Jay Leno Extends NBC Contract to 2014 After Budget Cuts and Layoffs at ‘The Tonight Show’

Jay Leno is taking a big hit on his NBC contract for The Tonight Show. NBC has finally confirmed that his salary has been cut from $30 million to $15 million and that the entire show’s budget has been slashed by 20 percent. This comes on the heels of more than 20 staff layoffs and buzz about what kind of a deal Leno would come out with — or even whether Tonight, which has aired on NBC for more than 50 years, would survive much longer.

NBC’s Entertainment Chief, Robert Greenblatt, confirmed these numbers to the Wall Street Journal and also announced that Leno has extended his contract for another two years, until May 2014.

Greenblatt told WSJ that the Tonight Show cuts were partly due to the inflated budget the show operated under during Leno’s switch to primetime for a brief period of time in 2009 before moving back to late night in early 2010. In the two years since, the late-night show’s budget hadn’t returned to its earlier level. “All we did was bring it back down to pre-primetime levels,” Greenblatt told the Journal.

Where does this leave Leno after his contract ends?

Greenblatt declined to name a specific date for when or even if Leno might leave once his contract is up in 2014. Noting that Leno and CBS rival David Letterman have been facing off for nearly 20 years, Greenblatt said, “I’m sure there will be a day when these guys – Letterman and Leno – wake up and say ‘It’s time for us to exit gracefully.’”

Leno’s been vocal about his disappointment in NBC parent company Comcast’s decision to make budget cuts.
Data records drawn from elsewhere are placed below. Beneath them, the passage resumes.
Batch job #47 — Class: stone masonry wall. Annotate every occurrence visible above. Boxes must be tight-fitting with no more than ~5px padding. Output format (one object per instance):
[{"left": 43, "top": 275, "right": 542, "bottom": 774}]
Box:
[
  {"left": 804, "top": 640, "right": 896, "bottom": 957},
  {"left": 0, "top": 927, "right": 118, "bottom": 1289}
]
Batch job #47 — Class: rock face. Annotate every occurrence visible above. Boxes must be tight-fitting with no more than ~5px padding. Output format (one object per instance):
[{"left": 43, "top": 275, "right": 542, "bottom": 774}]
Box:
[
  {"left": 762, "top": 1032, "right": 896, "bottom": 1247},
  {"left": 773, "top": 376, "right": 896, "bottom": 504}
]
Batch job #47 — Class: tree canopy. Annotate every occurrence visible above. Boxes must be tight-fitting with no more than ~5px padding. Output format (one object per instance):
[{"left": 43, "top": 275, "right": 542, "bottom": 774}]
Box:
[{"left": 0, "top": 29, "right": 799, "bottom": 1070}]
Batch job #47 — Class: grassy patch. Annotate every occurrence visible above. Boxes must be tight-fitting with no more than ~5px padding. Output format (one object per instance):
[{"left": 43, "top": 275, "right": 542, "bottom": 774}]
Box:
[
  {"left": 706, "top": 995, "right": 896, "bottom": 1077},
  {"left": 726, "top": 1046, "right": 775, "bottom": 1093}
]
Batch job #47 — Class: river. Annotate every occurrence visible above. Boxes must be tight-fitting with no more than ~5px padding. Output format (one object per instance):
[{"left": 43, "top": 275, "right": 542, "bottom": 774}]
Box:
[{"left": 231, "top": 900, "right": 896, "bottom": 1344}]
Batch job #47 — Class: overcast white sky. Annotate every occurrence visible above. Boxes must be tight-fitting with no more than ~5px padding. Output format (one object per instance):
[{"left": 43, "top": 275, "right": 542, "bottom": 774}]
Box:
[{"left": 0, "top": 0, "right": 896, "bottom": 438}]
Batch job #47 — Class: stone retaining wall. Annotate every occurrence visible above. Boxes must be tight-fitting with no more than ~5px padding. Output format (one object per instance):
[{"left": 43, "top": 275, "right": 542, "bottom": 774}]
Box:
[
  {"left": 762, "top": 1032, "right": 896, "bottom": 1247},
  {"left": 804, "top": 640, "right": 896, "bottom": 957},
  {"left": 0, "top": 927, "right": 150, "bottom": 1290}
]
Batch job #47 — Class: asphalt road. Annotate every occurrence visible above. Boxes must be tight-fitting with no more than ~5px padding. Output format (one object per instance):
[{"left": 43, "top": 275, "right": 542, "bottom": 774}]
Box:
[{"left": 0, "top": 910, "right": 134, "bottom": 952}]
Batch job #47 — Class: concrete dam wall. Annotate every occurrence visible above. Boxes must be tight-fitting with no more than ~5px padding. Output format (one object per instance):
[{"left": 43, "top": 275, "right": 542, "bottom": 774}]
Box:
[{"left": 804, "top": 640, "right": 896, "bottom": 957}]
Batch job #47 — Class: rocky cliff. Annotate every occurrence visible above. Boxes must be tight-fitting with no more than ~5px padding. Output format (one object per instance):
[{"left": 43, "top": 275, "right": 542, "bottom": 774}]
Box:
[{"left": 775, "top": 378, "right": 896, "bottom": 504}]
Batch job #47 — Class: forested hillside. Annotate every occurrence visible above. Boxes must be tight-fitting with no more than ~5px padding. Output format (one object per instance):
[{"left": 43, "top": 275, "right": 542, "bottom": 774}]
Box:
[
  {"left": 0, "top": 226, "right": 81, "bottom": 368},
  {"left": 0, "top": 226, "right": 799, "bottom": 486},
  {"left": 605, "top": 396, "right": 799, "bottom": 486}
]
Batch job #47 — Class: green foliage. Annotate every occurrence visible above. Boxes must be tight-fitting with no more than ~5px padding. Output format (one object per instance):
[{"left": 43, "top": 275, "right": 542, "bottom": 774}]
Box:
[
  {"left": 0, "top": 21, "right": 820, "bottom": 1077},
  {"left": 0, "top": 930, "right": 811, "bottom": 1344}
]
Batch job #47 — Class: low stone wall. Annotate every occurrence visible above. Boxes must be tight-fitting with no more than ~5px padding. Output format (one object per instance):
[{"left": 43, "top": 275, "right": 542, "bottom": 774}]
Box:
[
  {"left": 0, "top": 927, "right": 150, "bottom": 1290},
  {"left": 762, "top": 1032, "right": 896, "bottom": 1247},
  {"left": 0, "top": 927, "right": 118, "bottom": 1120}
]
He opened his show on Aug. 20 with, “Welcome to The Tonight Show, or as Comcast calls us, The Expendables.”

Leno went on to say, “We’ve consistently been No. 1 in the ratings, and if you know anything about our network, that kind of thing is frowned upon.”
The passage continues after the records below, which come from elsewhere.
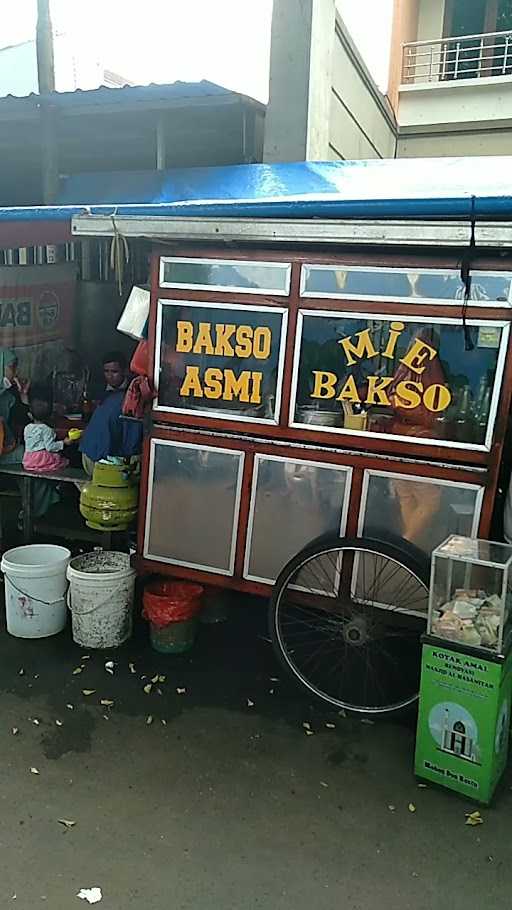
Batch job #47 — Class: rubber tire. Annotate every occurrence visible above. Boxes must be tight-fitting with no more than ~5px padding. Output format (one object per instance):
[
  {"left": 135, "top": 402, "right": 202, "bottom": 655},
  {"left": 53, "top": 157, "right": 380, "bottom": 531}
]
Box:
[{"left": 268, "top": 535, "right": 430, "bottom": 717}]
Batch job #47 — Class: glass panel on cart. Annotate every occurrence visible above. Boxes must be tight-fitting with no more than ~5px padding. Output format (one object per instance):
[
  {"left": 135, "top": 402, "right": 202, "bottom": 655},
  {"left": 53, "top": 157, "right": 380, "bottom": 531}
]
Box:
[
  {"left": 244, "top": 455, "right": 351, "bottom": 583},
  {"left": 292, "top": 311, "right": 508, "bottom": 450},
  {"left": 145, "top": 440, "right": 244, "bottom": 575},
  {"left": 155, "top": 300, "right": 287, "bottom": 423},
  {"left": 160, "top": 256, "right": 291, "bottom": 297},
  {"left": 301, "top": 265, "right": 512, "bottom": 307},
  {"left": 352, "top": 471, "right": 483, "bottom": 616}
]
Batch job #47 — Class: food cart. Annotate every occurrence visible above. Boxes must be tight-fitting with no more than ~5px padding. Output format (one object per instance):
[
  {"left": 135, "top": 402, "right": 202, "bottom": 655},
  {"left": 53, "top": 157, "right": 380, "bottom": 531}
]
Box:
[{"left": 73, "top": 159, "right": 512, "bottom": 713}]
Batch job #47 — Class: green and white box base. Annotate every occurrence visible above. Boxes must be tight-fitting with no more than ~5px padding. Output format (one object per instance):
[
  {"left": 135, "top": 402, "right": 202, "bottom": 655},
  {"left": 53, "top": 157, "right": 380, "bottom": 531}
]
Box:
[{"left": 414, "top": 636, "right": 512, "bottom": 803}]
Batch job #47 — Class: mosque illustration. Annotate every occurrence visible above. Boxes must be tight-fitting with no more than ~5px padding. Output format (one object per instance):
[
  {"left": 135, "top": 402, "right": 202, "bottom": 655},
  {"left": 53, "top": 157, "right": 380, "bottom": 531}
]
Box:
[{"left": 441, "top": 708, "right": 478, "bottom": 762}]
Nonetheless, Leno e-mailed the Journal to say that he was on board with the leaner budget, despite last month’s on-air grumbling. “We are just going to work harder and more efficiently,” he wrote. “Our job is to be sure that none of this shows up on screen.”
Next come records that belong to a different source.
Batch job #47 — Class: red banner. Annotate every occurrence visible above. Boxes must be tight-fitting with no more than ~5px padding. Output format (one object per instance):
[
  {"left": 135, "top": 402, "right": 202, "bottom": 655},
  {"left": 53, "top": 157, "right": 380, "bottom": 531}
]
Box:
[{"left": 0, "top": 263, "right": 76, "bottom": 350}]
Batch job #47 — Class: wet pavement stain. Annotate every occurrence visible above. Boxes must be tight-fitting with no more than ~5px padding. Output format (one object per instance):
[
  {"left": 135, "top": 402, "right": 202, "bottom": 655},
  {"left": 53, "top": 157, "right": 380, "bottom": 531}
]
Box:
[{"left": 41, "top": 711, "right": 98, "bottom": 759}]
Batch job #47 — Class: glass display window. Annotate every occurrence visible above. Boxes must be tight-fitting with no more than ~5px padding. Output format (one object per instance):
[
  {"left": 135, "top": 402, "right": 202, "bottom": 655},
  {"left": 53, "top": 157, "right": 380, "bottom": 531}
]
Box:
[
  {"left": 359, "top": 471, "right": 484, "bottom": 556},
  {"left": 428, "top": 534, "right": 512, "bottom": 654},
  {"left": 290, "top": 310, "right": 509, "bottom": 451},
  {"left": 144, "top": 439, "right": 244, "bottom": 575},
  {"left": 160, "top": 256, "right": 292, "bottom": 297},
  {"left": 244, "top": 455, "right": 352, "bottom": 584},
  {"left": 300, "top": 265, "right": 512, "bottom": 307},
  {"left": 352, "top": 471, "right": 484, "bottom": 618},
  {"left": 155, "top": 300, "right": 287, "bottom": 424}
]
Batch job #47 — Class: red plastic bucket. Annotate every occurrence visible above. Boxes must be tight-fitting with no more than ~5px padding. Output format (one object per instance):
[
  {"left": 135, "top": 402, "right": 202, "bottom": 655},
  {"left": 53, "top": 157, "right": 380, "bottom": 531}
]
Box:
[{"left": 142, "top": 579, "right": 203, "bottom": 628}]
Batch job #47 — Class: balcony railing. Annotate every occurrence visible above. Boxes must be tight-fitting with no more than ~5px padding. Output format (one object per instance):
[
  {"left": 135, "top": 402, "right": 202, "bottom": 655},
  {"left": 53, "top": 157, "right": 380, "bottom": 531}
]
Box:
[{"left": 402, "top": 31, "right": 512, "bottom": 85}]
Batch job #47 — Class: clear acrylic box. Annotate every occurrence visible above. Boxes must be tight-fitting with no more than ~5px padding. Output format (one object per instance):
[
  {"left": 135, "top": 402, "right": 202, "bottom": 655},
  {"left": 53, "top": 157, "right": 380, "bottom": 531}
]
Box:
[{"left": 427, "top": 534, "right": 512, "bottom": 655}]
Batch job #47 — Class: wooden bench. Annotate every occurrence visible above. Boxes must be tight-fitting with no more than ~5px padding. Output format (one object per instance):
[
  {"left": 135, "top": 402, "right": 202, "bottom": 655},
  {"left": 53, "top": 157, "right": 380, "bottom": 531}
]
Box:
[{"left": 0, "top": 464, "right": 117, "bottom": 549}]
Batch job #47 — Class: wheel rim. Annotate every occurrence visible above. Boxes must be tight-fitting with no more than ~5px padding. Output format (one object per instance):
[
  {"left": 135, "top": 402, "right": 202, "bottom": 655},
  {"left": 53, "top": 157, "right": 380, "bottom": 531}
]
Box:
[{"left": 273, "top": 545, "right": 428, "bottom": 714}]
Deadline initially reported the cuts on Aug. 17 that Comcast was making the layoffs despite ad sales remaining solid. The company singled out the show’s cost of about $2.3 million a week (amounting to about $100 million per year), arguing that Tonight‘s budget should be around $1.7 million per week instead.

Leno made the decision to take a pay cut in order to save some staffers from being let go, but the exact numbers of his new contract hadn’t been confirmed until now.